Wie einst Frohnau eine Kapelle bekam.

Von Dr. M – r.

Erzgebirgische Heimatblätter. Beilage der Obererzgebirgischen Zeitung. Nr. 30. – Sonntag, den 21. Juli 1929, S. 2.

Vielen meiner Leser wird der schöne, von dem Lorenz Pflockschen Ehepaar gestiftete Flügelaltar in der St. Annenkirche zu Annaberg nicht unbekannt sein. In dem Mittelbild ist Lorenz Pflock selbst mit seiner Frau und seinem Sohne dargestellt. Von diesem Lorenz Pflock wissen wir, daß er, „ein ehrbarer und verständiger Mann”, im Jahre 1502 von Schneeberg her in Annaberg einwanderte, um wohl, wie so viele andere, an dem schier wunderbaren Silbersegen teilzunehmen.

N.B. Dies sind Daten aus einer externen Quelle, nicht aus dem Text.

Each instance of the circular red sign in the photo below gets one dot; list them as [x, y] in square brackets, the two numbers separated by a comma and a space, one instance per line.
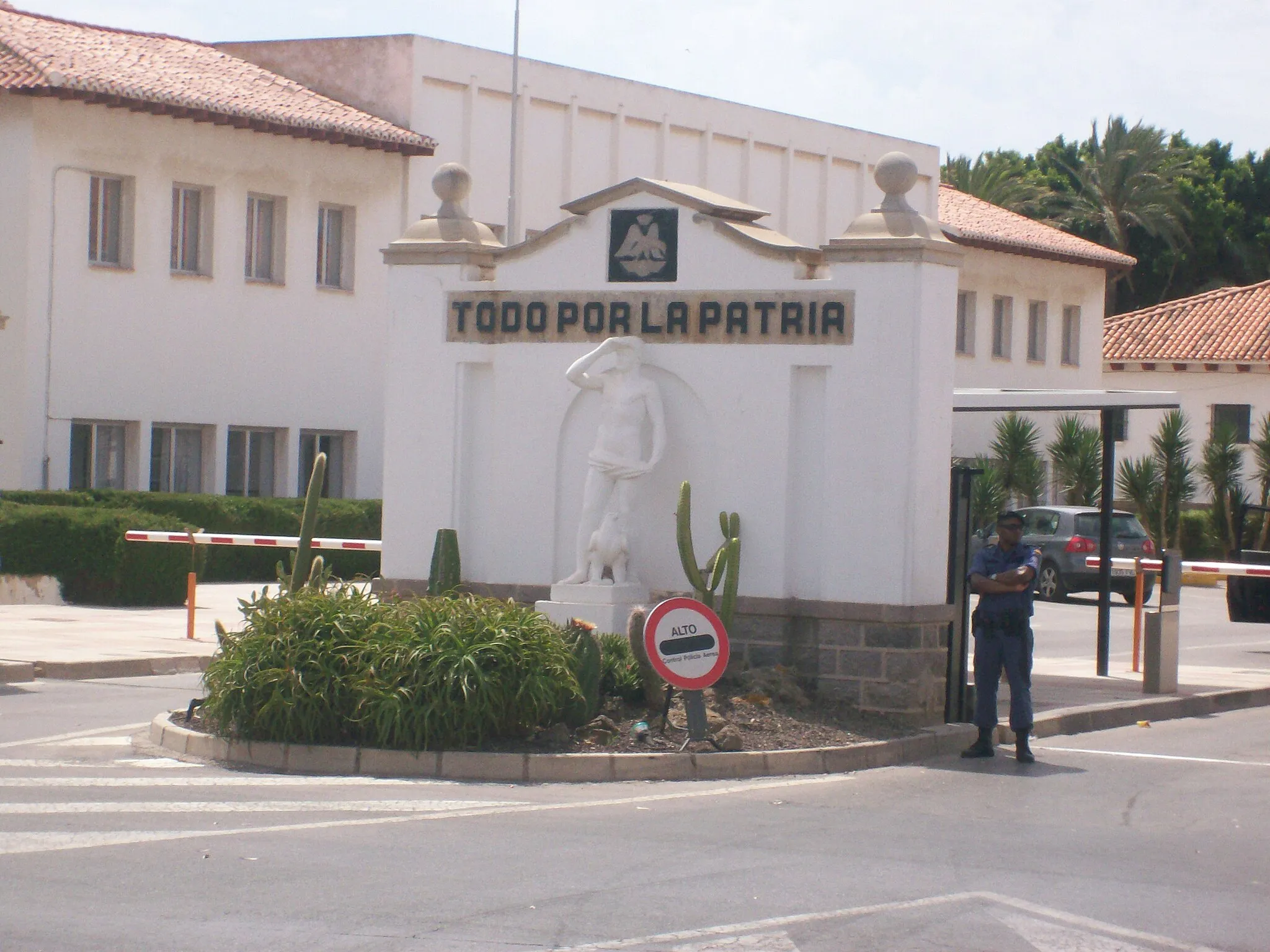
[686, 644]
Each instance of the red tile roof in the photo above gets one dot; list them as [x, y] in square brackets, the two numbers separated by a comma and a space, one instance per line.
[984, 225]
[1226, 325]
[167, 75]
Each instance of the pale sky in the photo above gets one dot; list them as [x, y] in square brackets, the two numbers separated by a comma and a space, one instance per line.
[967, 76]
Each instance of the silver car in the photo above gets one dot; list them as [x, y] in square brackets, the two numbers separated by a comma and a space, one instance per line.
[1068, 535]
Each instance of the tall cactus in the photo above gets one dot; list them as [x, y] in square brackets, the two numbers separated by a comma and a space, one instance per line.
[443, 575]
[723, 566]
[303, 568]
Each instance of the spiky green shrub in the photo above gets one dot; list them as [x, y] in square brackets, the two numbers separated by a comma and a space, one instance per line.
[340, 667]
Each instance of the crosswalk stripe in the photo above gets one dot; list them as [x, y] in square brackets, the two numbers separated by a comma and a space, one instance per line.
[257, 806]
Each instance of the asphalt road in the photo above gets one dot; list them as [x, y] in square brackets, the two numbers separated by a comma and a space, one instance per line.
[1116, 842]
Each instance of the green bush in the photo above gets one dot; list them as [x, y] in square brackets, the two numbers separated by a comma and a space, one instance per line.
[338, 518]
[340, 667]
[84, 547]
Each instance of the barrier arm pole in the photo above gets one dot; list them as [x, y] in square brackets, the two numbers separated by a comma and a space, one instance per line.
[1139, 586]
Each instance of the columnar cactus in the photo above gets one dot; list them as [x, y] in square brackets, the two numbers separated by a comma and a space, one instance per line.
[723, 566]
[303, 566]
[445, 573]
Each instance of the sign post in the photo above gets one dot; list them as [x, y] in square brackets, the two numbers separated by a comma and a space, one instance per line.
[687, 645]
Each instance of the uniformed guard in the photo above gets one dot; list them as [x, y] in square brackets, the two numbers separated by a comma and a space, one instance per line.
[1002, 576]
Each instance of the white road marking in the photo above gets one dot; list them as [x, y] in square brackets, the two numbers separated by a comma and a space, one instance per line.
[74, 734]
[1050, 937]
[42, 842]
[1158, 757]
[89, 743]
[255, 806]
[995, 897]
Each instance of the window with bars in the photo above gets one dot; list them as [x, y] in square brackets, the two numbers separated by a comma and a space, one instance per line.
[97, 455]
[251, 464]
[260, 214]
[191, 230]
[334, 247]
[175, 460]
[106, 220]
[1038, 325]
[1002, 327]
[333, 446]
[1072, 335]
[966, 323]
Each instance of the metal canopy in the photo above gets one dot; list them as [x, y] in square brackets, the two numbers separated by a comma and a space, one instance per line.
[1108, 402]
[997, 400]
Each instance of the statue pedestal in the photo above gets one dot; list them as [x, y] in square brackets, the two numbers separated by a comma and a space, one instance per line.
[607, 607]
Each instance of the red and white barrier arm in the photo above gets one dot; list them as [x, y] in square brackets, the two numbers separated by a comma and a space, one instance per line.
[208, 539]
[1155, 565]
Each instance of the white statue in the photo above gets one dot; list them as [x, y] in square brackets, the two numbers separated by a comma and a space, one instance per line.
[616, 461]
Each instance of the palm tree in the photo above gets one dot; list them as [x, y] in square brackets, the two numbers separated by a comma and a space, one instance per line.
[1261, 461]
[1001, 178]
[1222, 469]
[1128, 179]
[1019, 464]
[1076, 455]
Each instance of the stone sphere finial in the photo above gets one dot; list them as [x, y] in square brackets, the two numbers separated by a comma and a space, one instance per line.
[453, 183]
[895, 175]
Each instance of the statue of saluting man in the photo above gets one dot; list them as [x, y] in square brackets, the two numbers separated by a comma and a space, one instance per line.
[616, 461]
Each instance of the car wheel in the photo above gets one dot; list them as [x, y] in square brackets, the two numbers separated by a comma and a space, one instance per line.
[1049, 583]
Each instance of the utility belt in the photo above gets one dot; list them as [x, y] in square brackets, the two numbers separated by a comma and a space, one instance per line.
[1011, 622]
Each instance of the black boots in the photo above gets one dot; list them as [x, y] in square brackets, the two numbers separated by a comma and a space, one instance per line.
[982, 747]
[1023, 753]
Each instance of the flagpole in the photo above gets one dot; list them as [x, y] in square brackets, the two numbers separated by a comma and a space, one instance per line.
[512, 224]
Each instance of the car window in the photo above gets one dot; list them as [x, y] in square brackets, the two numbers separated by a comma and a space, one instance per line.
[1123, 526]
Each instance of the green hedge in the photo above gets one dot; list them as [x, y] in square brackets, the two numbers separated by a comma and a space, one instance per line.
[338, 518]
[84, 547]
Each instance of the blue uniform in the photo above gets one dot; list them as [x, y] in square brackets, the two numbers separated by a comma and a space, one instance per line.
[1003, 639]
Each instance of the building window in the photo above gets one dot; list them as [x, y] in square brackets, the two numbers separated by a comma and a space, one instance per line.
[266, 238]
[1072, 335]
[334, 247]
[1037, 328]
[175, 460]
[97, 455]
[333, 446]
[1002, 327]
[249, 469]
[106, 220]
[966, 323]
[191, 230]
[1237, 416]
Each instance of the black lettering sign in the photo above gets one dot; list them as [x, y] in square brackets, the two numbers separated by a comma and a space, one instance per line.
[708, 315]
[677, 316]
[486, 318]
[461, 307]
[536, 316]
[763, 307]
[791, 316]
[567, 314]
[644, 327]
[833, 315]
[619, 316]
[593, 318]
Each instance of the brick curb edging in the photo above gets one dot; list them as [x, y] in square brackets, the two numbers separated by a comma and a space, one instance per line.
[582, 769]
[121, 667]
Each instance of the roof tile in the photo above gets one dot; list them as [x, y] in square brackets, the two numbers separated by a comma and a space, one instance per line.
[1220, 327]
[985, 225]
[46, 56]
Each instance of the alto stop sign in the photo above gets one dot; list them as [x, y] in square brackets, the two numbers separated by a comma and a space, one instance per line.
[686, 644]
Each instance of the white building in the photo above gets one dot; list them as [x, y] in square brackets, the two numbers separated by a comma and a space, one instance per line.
[1213, 350]
[191, 287]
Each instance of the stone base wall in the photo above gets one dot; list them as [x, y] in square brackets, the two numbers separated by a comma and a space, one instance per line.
[882, 659]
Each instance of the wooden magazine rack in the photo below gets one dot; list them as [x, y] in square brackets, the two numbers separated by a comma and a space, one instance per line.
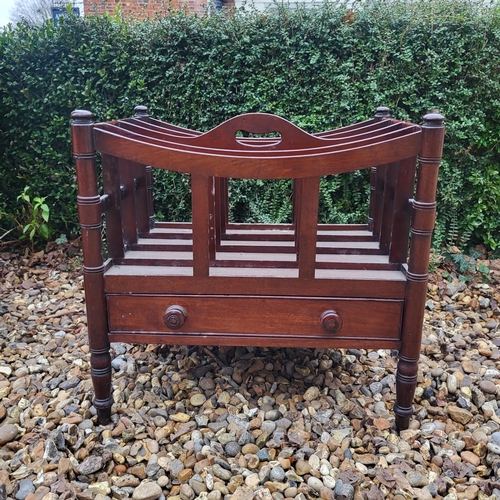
[212, 282]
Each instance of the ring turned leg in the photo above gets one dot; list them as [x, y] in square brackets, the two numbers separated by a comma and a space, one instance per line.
[406, 383]
[100, 369]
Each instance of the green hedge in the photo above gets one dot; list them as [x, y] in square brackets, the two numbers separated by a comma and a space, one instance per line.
[320, 68]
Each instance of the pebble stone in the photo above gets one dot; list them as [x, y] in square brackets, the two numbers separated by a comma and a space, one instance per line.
[147, 491]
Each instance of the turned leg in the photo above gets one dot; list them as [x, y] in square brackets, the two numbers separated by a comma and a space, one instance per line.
[422, 224]
[89, 214]
[100, 365]
[406, 383]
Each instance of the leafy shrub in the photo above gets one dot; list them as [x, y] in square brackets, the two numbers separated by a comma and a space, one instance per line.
[320, 68]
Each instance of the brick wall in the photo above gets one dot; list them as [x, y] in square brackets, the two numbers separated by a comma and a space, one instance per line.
[146, 8]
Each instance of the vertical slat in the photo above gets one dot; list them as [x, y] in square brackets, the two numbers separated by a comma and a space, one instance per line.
[201, 214]
[379, 199]
[308, 227]
[141, 113]
[217, 210]
[373, 184]
[391, 176]
[224, 219]
[422, 224]
[211, 218]
[89, 214]
[398, 251]
[376, 186]
[127, 173]
[111, 187]
[141, 199]
[149, 187]
[297, 197]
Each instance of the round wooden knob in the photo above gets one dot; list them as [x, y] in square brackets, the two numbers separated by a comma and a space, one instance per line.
[331, 321]
[175, 317]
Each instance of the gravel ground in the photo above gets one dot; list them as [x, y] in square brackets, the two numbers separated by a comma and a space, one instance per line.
[242, 423]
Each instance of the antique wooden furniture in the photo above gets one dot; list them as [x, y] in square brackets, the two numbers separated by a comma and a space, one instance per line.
[212, 282]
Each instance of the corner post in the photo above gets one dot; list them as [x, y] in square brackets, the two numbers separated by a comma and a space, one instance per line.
[381, 113]
[422, 224]
[141, 112]
[89, 214]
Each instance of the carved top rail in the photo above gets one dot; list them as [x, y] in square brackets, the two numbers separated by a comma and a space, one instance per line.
[292, 153]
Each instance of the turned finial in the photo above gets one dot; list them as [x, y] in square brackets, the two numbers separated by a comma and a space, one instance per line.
[81, 116]
[140, 111]
[433, 120]
[383, 112]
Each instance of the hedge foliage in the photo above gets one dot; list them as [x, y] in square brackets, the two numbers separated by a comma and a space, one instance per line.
[320, 68]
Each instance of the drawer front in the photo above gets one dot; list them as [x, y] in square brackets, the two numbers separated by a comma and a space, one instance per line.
[236, 315]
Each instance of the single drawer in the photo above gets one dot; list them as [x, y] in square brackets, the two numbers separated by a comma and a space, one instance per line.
[241, 315]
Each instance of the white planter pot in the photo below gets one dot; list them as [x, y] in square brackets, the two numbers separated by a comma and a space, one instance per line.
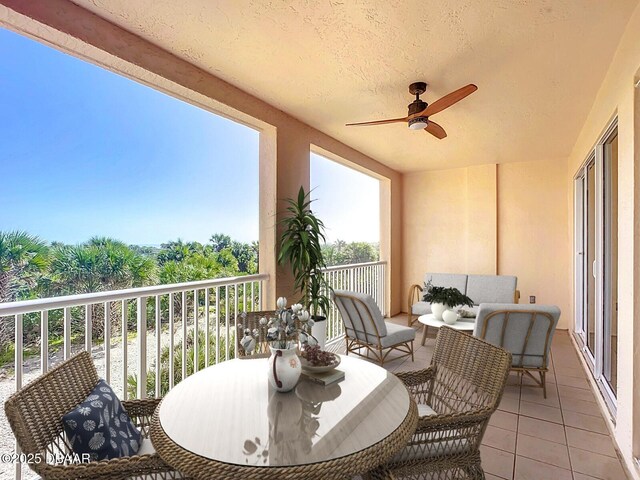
[449, 316]
[319, 331]
[284, 368]
[437, 309]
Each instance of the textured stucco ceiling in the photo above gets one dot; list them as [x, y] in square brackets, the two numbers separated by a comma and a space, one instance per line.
[538, 65]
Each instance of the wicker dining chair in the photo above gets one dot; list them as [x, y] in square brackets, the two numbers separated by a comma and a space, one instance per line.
[35, 415]
[365, 328]
[251, 320]
[456, 396]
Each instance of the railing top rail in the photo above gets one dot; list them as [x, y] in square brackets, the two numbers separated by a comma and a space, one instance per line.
[350, 266]
[28, 306]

Einige Zeit später folgte ihm seine Frau nach, und als sie in ihrem Wagen durch das Dorf Frohnau fuhr, dünkte es ihr, als ob plötzlich unter ihr die Erde erschütterte. Nicht lange danach legte ihr Mann an diesem Orte ein Bergwerk an, das ihm überreiche Ausbeute gewährte. Er war überzeugt, daß ihm damals der Himmel durch jene Erschütterung das Vorhandensein einer reichen Silberader hatte andeuten wollen, und ließ, wie der Annaberger Chronist Adam Daniel Richter erzählt: „Gott zu Ehren und aus Dankbarkeit mitten in diesem Fronau eine Capelle und einen Altar auf seine eignen Kosten erbauen.”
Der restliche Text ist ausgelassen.